Update – Yahoo’s response to Microsoft

To be fair, I did this to Microsoft, so now it’s time to do this to Yahoo!, too.

Dear Steve:

Negotiation Point: In contract to Steve’s letter, Jerry’s responding directly to Steve, not to Microsoft’s BoD.  This is both a sign of respect (he’s responding to the person who sent him a letter – and not escalating to that person’s boss) as well as a weak negotiation strategy.  While I normally don’t advocate sending cc’s or bcc’s via e-mail to an individual’s boss, sometimes you do so just to make sure everyone knows that this is an open exchange.

Our Board has reviewed your most recent letter with regard to the unsolicited proposal you made to acquire Yahoo! on January 31, 2008.

Our Board carefully considered your unsolicited proposal, unanimously concluded that it was not in the best interests of Yahoo! and our stockholders, and rejected it publicly on February 11, 2008. Our Board cited Yahoo!s global brand, large worldwide audience, significant recent investments in advertising platforms and future growth prospects, free cash flow and earnings potential, as well as its substantial unconsolidated investments, as factors in its decision.

Negotiation Point: Communication is the Fifth Fundamental Skill for Effective Negotiation.  Being able to reply to someone, telling them what you heard them say in your own words, is key to effective communication.  Jerry does this quite well.

At the same time, we have continued to make clear that we are not opposed to a transaction with Microsoft if it is in the best interests of our stockholders. Our position is simply that any transaction must be at a value that fully reflects the value of Yahoo!, including any strategic benefits to Microsoft, and on terms that provide certainty to our stockholders.

Since disclosing our Board’s position with respect to your proposal, we have presented our three-year financial and strategic plan to our stockholders, which supports our Boards determination that your unsolicited proposal substantially undervalues Yahoo!. Those meetings with our stockholders have also provided us an opportunity to hear their views.

We have continued to launch new products and to take actions which leverage our scale, technology, people and platforms as we execute on the strategy we publicly articulated. Today, in fact, we are announcing AMP! from Yahoo!, a new advertising management platform designed to dramatically simplify the process of buying and selling ads online.

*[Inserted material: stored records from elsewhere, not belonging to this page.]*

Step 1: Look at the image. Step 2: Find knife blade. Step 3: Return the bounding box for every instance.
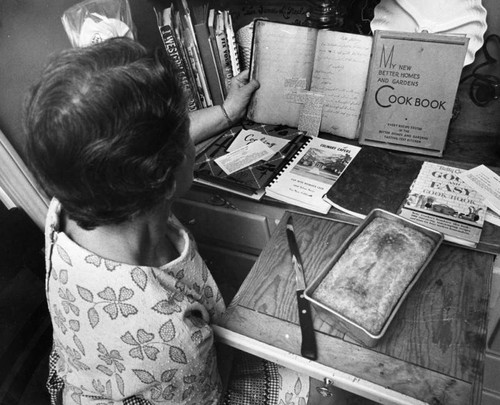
[286,215,317,360]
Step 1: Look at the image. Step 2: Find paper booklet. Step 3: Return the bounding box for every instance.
[194,125,309,200]
[266,138,361,214]
[248,20,468,156]
[399,162,486,247]
[324,146,422,219]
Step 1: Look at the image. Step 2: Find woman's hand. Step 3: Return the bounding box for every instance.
[223,69,260,123]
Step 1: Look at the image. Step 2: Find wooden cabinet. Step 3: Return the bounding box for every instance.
[482,268,500,405]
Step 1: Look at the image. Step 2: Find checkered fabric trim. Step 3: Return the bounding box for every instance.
[46,350,64,405]
[47,350,151,405]
[223,353,279,405]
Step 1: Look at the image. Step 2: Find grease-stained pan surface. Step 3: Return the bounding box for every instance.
[304,209,443,347]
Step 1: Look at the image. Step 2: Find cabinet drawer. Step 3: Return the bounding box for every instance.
[173,200,270,255]
[483,352,500,392]
[481,391,500,405]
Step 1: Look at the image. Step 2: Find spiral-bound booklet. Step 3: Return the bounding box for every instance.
[194,124,310,200]
[266,137,361,214]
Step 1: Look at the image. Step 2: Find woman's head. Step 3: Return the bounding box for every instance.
[25,38,191,229]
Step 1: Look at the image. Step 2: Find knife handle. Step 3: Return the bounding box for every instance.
[297,290,316,360]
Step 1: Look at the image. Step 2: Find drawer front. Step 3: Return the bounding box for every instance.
[483,352,500,392]
[481,391,500,405]
[173,200,270,255]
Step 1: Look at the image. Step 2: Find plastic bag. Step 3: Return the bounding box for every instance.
[61,0,135,48]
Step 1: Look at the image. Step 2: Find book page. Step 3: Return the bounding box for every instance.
[248,21,317,127]
[311,30,372,139]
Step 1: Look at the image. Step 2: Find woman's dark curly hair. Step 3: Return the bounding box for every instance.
[24,38,189,229]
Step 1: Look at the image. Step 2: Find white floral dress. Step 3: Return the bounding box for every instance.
[46,199,225,405]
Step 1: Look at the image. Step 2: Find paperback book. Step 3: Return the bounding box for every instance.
[324,146,422,219]
[266,137,361,214]
[399,162,486,247]
[248,20,468,156]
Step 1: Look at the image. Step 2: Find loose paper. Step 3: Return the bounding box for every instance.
[215,140,274,174]
[460,165,500,215]
[227,129,290,153]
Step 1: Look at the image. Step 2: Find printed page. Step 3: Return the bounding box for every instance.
[248,20,317,128]
[311,30,372,139]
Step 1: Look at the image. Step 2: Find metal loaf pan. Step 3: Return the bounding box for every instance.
[304,209,443,347]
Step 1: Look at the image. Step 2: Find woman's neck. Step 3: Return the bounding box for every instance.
[63,206,179,267]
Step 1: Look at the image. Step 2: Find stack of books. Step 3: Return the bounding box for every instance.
[155,0,240,111]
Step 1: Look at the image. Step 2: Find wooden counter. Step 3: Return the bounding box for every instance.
[216,212,494,405]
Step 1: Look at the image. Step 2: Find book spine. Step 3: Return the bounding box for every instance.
[215,13,233,92]
[194,22,224,104]
[266,134,313,189]
[177,0,213,107]
[159,25,198,111]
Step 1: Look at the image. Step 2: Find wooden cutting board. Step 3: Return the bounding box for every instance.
[221,212,494,405]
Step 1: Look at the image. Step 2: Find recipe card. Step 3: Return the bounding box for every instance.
[215,140,274,174]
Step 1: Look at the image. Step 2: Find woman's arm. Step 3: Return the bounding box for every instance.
[189,70,259,144]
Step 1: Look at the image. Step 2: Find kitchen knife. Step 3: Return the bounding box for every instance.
[286,216,316,360]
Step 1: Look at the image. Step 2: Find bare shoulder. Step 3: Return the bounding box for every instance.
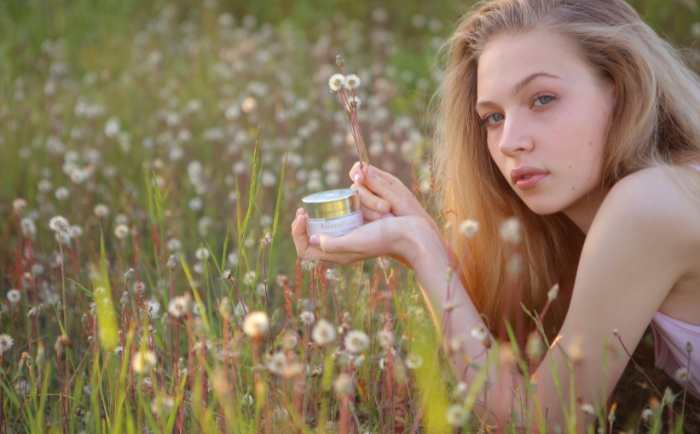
[589,167,700,266]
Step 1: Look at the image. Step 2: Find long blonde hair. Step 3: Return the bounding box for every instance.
[433,0,700,335]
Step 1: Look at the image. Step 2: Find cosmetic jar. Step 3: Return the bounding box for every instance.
[301,188,364,237]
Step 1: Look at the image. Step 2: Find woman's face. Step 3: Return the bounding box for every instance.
[476,31,614,226]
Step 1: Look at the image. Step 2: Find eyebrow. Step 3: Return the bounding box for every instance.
[476,72,563,108]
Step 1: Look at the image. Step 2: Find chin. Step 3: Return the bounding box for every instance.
[523,201,562,215]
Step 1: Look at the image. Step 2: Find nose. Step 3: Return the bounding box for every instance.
[498,115,534,157]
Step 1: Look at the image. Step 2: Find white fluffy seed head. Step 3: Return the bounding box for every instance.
[345,74,362,90]
[328,74,345,92]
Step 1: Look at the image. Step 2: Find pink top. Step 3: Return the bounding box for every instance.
[651,312,700,398]
[651,164,700,398]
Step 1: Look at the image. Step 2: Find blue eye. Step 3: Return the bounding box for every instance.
[479,113,504,127]
[535,95,554,106]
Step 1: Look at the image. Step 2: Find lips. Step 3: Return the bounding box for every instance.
[510,166,549,184]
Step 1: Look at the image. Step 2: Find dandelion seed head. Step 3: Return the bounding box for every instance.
[299,310,316,326]
[243,311,270,339]
[311,318,336,346]
[328,74,345,92]
[333,372,353,397]
[581,404,596,416]
[344,74,362,90]
[49,216,70,233]
[377,329,394,348]
[168,296,189,318]
[94,203,109,218]
[0,333,15,356]
[345,330,370,354]
[7,289,22,304]
[114,225,129,240]
[266,352,287,375]
[131,350,158,375]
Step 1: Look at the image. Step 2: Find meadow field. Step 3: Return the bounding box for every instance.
[0,0,700,433]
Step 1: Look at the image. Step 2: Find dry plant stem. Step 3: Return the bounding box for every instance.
[617,335,664,396]
[681,351,692,423]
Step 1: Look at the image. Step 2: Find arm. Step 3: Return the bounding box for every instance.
[409,169,700,432]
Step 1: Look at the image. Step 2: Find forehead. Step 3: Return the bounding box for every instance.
[477,30,589,98]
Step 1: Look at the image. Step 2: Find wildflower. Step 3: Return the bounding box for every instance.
[0,333,15,356]
[114,225,129,240]
[12,198,27,214]
[345,330,369,354]
[267,352,287,375]
[7,289,22,304]
[49,216,70,233]
[168,296,189,318]
[166,255,177,270]
[282,332,298,350]
[300,256,318,271]
[445,404,469,427]
[344,74,361,90]
[311,318,335,346]
[243,311,270,339]
[94,203,109,218]
[328,74,345,92]
[581,404,596,416]
[233,301,250,319]
[54,187,70,200]
[525,331,543,359]
[260,232,272,248]
[333,372,352,397]
[673,368,690,383]
[146,299,160,318]
[406,353,423,369]
[346,96,362,111]
[500,217,520,244]
[377,329,394,348]
[243,270,256,286]
[299,310,316,325]
[20,217,36,238]
[168,238,182,252]
[131,350,158,375]
[194,247,209,261]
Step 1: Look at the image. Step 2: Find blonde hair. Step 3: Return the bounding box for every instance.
[433,0,700,342]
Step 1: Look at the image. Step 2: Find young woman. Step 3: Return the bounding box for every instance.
[292,0,700,429]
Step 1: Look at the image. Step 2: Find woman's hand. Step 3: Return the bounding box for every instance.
[350,161,440,234]
[292,208,431,267]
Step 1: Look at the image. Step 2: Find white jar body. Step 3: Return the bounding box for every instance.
[306,210,364,237]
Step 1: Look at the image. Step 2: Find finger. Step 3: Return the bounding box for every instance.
[363,166,399,204]
[349,161,365,185]
[353,185,391,214]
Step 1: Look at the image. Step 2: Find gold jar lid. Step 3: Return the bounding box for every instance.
[301,188,360,219]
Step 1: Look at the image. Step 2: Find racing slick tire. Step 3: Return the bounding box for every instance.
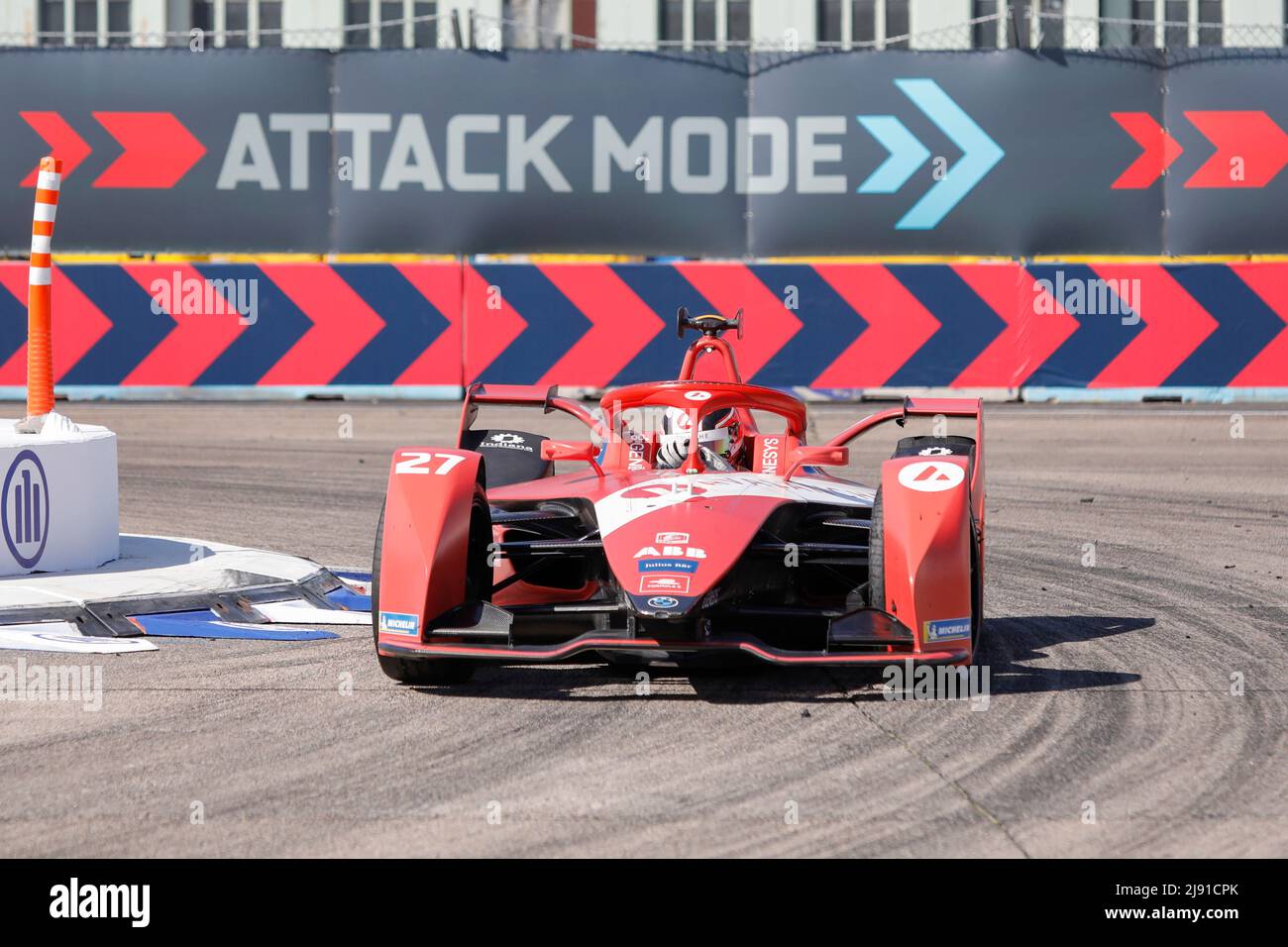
[868,487,885,611]
[371,485,492,684]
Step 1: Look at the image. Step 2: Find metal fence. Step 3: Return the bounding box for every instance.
[0,3,1285,52]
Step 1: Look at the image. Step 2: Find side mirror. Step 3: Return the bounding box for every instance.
[541,441,604,476]
[783,445,850,479]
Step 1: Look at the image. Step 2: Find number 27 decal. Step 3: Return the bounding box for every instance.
[394,451,465,474]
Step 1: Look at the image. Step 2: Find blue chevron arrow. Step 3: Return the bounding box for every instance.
[1025,263,1145,388]
[0,277,27,365]
[193,263,313,385]
[855,115,930,194]
[331,263,452,385]
[886,264,1006,386]
[896,78,1006,231]
[474,263,591,385]
[59,264,176,385]
[1163,263,1283,385]
[747,263,868,388]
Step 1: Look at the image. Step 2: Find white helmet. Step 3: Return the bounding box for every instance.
[657,407,742,468]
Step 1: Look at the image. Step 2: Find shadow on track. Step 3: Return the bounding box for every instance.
[399,614,1154,703]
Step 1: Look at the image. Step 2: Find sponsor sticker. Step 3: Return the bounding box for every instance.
[899,460,966,493]
[922,614,970,642]
[380,612,420,637]
[640,576,692,595]
[639,559,698,573]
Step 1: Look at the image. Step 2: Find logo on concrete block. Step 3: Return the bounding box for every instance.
[0,451,49,570]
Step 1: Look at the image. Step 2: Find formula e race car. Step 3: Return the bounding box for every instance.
[371,309,984,684]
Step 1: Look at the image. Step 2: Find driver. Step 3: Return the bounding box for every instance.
[657,407,743,472]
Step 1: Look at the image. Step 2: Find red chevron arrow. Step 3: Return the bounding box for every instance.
[121,263,248,385]
[94,112,206,188]
[394,263,464,385]
[1109,112,1184,189]
[1185,112,1288,188]
[258,263,385,385]
[18,112,90,188]
[464,265,528,384]
[0,263,112,385]
[538,263,665,388]
[953,263,1078,388]
[674,263,802,378]
[1087,264,1218,388]
[1231,263,1288,388]
[812,263,940,388]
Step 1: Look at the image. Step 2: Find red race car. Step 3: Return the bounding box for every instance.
[371,309,984,684]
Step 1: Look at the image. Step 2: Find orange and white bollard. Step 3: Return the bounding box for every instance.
[27,156,63,419]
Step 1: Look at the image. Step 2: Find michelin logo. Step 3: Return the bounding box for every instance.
[923,616,970,642]
[380,612,420,637]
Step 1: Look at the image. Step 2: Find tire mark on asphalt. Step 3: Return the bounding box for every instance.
[828,672,1033,858]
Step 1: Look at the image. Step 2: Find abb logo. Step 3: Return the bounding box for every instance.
[18,112,206,188]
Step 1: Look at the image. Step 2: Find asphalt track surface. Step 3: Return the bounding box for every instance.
[0,402,1288,857]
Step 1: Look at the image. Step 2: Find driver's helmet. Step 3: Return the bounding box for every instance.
[657,407,743,469]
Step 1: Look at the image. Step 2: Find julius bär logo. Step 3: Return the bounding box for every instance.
[0,451,49,570]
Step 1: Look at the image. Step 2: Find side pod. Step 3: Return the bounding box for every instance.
[377,447,483,644]
[881,456,971,653]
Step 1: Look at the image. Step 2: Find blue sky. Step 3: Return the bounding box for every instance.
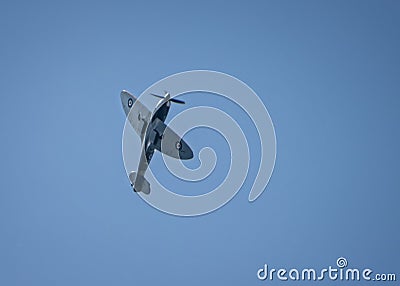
[0,1,400,285]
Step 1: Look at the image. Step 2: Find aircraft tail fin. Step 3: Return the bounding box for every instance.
[129,172,150,195]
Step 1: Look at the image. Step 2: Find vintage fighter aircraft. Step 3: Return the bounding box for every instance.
[121,90,193,194]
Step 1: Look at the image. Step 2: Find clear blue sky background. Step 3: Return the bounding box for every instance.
[0,1,400,285]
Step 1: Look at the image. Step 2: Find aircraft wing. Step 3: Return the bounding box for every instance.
[121,90,152,142]
[152,118,193,160]
[129,141,150,194]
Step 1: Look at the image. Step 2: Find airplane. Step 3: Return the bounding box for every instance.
[121,90,193,194]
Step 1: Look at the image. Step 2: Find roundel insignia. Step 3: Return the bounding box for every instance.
[128,98,133,108]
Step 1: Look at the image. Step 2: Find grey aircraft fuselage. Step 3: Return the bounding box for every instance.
[121,90,193,194]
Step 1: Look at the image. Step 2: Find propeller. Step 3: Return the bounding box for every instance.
[150,92,185,104]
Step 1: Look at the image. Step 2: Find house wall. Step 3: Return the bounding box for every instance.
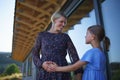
[23,0,120,80]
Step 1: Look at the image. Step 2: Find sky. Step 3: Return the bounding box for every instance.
[0,0,15,52]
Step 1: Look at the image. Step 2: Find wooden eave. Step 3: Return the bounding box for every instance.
[11,0,102,62]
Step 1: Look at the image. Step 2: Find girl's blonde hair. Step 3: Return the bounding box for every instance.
[88,25,110,51]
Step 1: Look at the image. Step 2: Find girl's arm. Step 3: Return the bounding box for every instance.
[55,61,87,72]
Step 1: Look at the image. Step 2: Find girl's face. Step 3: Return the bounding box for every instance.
[85,30,94,44]
[54,16,67,32]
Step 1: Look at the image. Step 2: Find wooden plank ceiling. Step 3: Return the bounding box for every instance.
[12,0,93,62]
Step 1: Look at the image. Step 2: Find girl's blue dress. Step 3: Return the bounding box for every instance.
[81,48,106,80]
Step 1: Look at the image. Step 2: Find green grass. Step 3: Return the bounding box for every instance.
[0,73,22,80]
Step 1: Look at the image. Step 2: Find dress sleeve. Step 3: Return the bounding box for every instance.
[32,33,43,69]
[81,50,92,62]
[67,36,83,74]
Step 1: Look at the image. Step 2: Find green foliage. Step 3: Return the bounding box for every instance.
[4,64,20,75]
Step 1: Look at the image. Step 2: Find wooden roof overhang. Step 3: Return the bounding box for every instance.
[11,0,102,62]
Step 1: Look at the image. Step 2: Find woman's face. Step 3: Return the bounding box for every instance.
[54,16,67,32]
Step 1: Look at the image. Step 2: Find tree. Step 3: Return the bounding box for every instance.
[4,64,20,75]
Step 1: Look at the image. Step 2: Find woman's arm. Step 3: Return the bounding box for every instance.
[55,61,87,72]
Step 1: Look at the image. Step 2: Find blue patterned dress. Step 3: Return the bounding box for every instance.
[32,31,81,80]
[81,48,106,80]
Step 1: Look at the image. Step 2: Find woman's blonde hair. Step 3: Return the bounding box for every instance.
[51,11,67,24]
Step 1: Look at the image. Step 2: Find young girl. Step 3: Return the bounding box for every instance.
[48,25,110,80]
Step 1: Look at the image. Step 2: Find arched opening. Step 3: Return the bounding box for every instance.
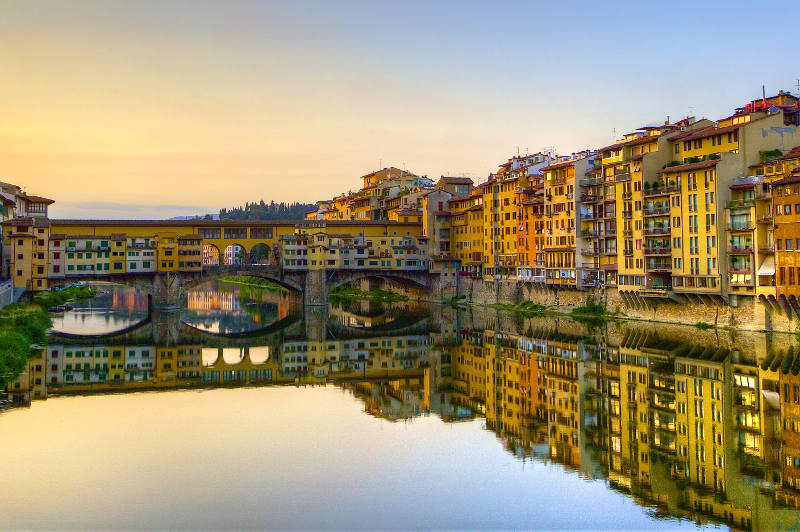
[203,244,219,266]
[250,243,270,265]
[223,244,247,266]
[249,345,269,364]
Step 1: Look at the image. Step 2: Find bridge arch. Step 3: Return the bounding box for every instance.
[328,270,430,290]
[203,243,222,266]
[222,242,247,266]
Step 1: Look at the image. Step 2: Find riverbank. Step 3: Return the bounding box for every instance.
[328,285,409,303]
[450,278,800,333]
[0,303,52,390]
[217,275,286,292]
[33,285,97,310]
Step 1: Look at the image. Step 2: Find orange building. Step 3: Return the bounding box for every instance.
[772,172,800,301]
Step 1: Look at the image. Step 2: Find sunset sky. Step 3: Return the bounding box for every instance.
[0,0,800,218]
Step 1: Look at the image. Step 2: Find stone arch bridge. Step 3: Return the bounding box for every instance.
[62,265,440,310]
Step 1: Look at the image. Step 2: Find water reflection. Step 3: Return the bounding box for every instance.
[51,283,148,335]
[7,309,800,530]
[181,281,292,334]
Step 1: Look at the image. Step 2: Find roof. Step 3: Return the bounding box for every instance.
[439,176,472,185]
[541,159,579,172]
[22,194,56,205]
[670,124,743,141]
[778,146,800,161]
[661,159,719,174]
[770,174,800,186]
[597,135,661,152]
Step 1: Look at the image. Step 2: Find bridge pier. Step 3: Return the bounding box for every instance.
[151,272,183,313]
[303,270,328,307]
[303,305,328,342]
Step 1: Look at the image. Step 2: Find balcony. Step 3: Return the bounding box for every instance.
[642,206,669,216]
[644,260,672,273]
[728,199,756,209]
[728,245,753,255]
[728,222,753,233]
[642,185,681,198]
[643,227,671,236]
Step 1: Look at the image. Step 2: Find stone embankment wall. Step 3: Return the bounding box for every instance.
[459,278,800,332]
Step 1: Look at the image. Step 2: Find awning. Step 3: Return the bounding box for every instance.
[758,255,775,275]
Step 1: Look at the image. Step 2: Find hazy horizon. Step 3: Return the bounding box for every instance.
[0,0,800,218]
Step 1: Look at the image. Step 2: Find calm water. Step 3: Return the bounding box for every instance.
[6,286,800,530]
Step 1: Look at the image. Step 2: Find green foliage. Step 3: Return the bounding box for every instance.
[571,294,608,316]
[0,304,52,389]
[219,200,316,220]
[758,148,783,163]
[33,286,97,308]
[491,300,547,317]
[328,284,408,304]
[217,275,286,292]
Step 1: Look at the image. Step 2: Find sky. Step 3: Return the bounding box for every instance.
[0,0,800,218]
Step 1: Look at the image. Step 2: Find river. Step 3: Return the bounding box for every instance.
[0,284,800,530]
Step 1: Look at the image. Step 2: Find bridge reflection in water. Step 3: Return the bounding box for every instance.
[7,308,800,530]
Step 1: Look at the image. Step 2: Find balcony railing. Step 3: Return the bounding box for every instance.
[644,246,672,255]
[728,199,756,209]
[728,222,753,231]
[642,207,669,216]
[728,245,753,255]
[644,261,672,273]
[642,185,681,198]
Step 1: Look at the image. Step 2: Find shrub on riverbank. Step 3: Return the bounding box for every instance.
[217,275,286,292]
[0,304,52,390]
[328,285,408,303]
[491,301,547,316]
[33,285,97,309]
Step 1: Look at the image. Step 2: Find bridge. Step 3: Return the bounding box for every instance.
[58,265,439,311]
[23,216,458,310]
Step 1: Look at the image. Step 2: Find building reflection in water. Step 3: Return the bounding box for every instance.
[11,318,800,530]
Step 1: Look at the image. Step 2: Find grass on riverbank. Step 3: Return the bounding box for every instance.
[217,275,286,292]
[33,285,97,309]
[0,304,52,390]
[328,285,408,303]
[490,301,547,316]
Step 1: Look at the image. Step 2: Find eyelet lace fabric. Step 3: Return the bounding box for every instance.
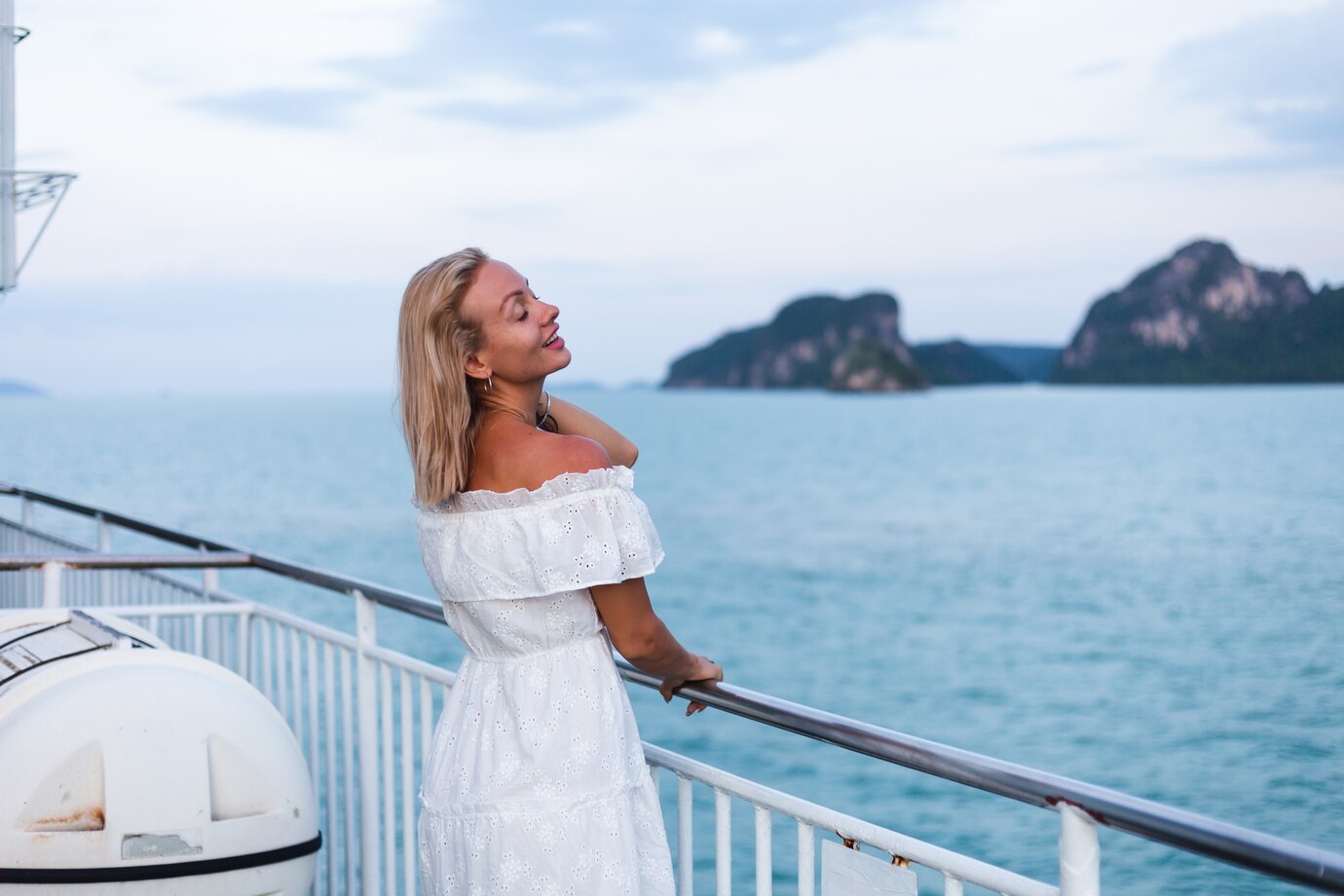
[418,467,673,896]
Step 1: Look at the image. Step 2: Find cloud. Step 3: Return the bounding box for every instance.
[691,28,746,56]
[337,0,927,128]
[1161,0,1344,167]
[532,19,602,38]
[184,88,363,129]
[1009,137,1128,156]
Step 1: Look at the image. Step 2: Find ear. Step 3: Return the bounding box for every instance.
[463,355,492,380]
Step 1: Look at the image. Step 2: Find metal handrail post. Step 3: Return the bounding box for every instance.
[94,510,116,603]
[19,494,38,607]
[350,591,382,893]
[42,563,61,610]
[1059,803,1101,896]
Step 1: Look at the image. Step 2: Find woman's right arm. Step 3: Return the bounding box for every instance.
[588,579,723,716]
[537,392,640,472]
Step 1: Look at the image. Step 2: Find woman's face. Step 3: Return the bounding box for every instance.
[461,261,572,383]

Finally, our Board has been actively and expeditiously exploring our strategic alternatives to maximize stockholder value, a process which is ongoing. All of these actions have been driven by our overarching commitment to maximize stockholder value.

Negotiation Point: Jerry is tactfully saying that the offer is too low.  Note that he’s not asking for more – nor setting a price.  He’s simply saying that what was offered is not enough to consider further.  He continues to say things that are valuable to Yahoo! and its shareholders… again without stating actual dollar amounts.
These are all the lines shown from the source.